TACLES / EL CORAZON MANDA Par Nicole de Pontcharra

Le poète pourrait faire sienne la devise d’une vieille famille grenadine qui ornait la pierre de la porte d’entrée de leur demeure :

«  El corazon manda »

Il aime et le proclame tout au long de ce poème certes dédié à l’être élu qui l’habite, et au-delà du frère d’élection, à des lieux symboliques où il s’inscrit aux côtés des palestiniens. Ne dit-il pas « Le sang arabe qui coule sur les pavés de Jérusalem…

dans mes veines, le même… » .

Jour glorieux, jour funeste où le poème jaillit comme une fleur de sang, dans l’aube de l’Aïd el Kebir, au bout du labyrinthe de sa nuit d’errance dans sa ville, Tanger, dont il connait chaque ombre et chaque lumière, les terrasses et les rires des femmes.

Il aime, il se souvient de l’aimé abandonné, prostré dans leur chagrin commun. Les métaphores le hantent : tant de « dormeurs du Val » comme le sien. « Ton sommeil serti de la beauté du matin quand le soleil saisit l’endoiement du jour … »

La grande figure d’Abraham, levant son couteau au-dessus de l’enfant, son enfant, s’inscrit tout au long du poème, tandis que se répète le martèlement du mot sonore, Dam, Dam, Dam (le sang), comme annoncé par les tambours de la guerre.

Il a fui devant l’impossible amour. Il écrit « mon dormeur saigne de son âme arabe »

A Tanger, sa ville refuge, il revit la totalité de la passion, les douceurs des cœurs épris, le déchirement de la séparation. Il fait son « chemin de calvaire » où toutes les images se répètent en tragiques refrains, Dam, Dam, Dam, dans « …la diabolique poursuite à chasser de vieux fantômes… »

Il a fui, il a abandonné, il ne cesse dans sa tête d’aller et venir, « l’âme en larmes »

Dans ce beau poème, irrigué par la force d’un verbe raffiné, construit dans l’esprit de l’errance, entre espoir et désespoir, passé et présent, histoire éternelle et histoire contemporaine, le lecteur partage une transe émotionnelle, ses ondes violentes et douces, à l’image d’un ressac inépuisable où l’amour s’affirme jusqu’à la fin.

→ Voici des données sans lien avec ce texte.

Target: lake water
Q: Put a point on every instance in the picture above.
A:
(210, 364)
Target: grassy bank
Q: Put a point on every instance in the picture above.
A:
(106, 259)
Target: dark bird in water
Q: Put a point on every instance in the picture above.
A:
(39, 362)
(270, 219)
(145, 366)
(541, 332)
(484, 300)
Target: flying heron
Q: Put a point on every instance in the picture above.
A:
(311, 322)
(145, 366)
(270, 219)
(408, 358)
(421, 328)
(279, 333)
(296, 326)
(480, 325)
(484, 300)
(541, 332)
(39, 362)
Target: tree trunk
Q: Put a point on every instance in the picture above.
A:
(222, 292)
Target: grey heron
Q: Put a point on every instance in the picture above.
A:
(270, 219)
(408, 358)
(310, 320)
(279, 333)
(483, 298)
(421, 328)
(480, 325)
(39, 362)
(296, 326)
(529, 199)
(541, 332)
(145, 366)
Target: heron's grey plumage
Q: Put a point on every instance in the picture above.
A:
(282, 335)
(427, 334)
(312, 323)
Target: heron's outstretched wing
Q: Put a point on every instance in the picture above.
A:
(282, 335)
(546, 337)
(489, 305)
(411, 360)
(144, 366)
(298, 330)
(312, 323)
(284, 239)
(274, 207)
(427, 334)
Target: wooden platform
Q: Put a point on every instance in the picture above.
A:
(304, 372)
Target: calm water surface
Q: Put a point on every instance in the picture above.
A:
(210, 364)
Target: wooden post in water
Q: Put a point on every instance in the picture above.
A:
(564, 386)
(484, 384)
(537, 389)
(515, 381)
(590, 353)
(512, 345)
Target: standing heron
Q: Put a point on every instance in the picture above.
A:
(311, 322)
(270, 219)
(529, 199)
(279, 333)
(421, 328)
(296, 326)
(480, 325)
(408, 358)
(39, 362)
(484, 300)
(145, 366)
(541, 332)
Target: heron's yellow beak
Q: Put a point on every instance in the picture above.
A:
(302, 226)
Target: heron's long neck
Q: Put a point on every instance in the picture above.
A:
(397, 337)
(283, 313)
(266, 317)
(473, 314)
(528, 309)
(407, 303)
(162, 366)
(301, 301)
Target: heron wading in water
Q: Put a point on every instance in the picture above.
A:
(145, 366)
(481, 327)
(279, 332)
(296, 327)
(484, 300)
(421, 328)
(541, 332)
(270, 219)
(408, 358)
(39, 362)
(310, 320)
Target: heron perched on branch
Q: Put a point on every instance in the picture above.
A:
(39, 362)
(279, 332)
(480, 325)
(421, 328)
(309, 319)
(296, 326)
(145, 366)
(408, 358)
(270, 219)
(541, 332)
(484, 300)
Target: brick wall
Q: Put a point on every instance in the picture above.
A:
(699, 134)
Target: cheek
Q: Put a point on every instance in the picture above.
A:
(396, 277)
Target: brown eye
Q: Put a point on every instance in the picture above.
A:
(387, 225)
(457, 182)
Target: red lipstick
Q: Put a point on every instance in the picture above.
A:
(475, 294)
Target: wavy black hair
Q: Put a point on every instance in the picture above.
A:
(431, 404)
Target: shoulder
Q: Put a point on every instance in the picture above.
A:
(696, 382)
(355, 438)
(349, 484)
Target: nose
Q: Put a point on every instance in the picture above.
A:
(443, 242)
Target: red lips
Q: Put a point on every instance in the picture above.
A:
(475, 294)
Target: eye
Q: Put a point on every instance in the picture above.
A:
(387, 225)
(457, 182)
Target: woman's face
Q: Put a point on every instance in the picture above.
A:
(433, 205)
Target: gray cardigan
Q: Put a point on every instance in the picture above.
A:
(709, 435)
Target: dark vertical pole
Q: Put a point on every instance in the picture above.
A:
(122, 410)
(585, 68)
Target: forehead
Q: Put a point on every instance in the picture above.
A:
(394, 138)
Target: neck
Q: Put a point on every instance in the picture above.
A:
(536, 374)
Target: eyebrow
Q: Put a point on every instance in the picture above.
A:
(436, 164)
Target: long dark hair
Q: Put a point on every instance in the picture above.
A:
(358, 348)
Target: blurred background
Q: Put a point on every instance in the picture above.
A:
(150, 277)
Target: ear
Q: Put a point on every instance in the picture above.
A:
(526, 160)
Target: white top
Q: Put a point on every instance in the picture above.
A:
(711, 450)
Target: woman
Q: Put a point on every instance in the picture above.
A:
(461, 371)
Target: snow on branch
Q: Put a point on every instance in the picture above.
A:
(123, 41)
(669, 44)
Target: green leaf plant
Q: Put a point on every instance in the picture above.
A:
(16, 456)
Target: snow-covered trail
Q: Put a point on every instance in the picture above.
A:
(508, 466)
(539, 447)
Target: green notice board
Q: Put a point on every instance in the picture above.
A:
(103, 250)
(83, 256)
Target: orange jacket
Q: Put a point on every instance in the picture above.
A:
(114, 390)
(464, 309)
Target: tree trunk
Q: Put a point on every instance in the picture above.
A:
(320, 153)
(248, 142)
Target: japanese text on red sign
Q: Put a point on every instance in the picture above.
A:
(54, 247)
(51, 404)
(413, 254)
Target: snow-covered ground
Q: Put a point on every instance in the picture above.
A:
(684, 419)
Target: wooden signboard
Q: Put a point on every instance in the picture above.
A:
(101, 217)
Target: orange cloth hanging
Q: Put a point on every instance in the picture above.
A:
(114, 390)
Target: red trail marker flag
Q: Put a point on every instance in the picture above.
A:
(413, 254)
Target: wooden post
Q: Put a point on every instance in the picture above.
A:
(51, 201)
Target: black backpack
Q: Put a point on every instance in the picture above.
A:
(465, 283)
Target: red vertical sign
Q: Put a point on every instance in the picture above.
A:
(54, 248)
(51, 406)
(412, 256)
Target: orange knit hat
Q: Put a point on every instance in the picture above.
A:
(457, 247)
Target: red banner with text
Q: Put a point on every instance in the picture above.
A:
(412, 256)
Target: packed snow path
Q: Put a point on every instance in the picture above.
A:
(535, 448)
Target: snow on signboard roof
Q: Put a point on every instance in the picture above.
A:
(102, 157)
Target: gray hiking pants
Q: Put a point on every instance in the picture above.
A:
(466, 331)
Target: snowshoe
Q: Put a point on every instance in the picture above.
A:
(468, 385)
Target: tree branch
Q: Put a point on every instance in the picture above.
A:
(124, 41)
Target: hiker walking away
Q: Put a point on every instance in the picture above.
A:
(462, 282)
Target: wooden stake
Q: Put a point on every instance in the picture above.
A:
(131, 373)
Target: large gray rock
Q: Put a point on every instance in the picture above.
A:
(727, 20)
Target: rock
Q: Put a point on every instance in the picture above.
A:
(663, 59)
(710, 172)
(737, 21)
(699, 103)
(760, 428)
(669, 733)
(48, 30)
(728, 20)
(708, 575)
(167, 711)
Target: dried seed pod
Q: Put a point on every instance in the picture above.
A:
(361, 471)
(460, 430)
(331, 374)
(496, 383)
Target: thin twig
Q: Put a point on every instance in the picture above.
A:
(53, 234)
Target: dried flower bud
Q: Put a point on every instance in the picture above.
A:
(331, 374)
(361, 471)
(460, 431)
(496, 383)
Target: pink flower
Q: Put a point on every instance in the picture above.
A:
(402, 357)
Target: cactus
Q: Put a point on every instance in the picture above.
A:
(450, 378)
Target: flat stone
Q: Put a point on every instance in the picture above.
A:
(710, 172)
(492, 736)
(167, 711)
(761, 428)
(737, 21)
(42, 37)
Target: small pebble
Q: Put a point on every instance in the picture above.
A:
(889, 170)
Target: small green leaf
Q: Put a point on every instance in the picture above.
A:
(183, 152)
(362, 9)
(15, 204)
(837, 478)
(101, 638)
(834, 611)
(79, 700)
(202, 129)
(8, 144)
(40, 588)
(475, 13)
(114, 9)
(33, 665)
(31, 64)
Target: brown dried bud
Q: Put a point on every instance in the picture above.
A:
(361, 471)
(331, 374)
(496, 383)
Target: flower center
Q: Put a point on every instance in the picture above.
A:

El corazon manda !

… « Mon aimé, je t’appose un silence de mort

Mais dis-moi encore. »

A Puygiron le 6 septembre 2017

Nicole de Pontcharra

Se procurer « Tacles » , à Tanger dans les librairies les Insolites, des Colonnes, la Virgule et le Cercle des arts. Pour le reste du Maroc, la France et l’étranger, nous vous recommandons de le commander auprès de l’un de ces quatre points de vente.

A propos de Philippe Guiguet Bologne

Philippe Guiguet Bologne se consacre entièrement à l’écriture et a publié, en poésie, Détroit (cipM, Marseille, 2014), Stèles océanes et Je n’étais pas là (Cheminement I – Fragments et débris) (Al Manar, Paris, 2015 et 2017), Jerusalem Hotel (Scribest, 2016) et aux éditions Slaïki à Tanger, Prémisses (2015), Tacles (2016), Treize (avec Ilias Selfati, 2016). Il a aussi écrit chez ce même éditeur deux récits-promenades sur Tanger, Socco (2014) et Achakkar (2016). 16, une chronique photographique, a été publiée chez Frogeraie éditions en 2017.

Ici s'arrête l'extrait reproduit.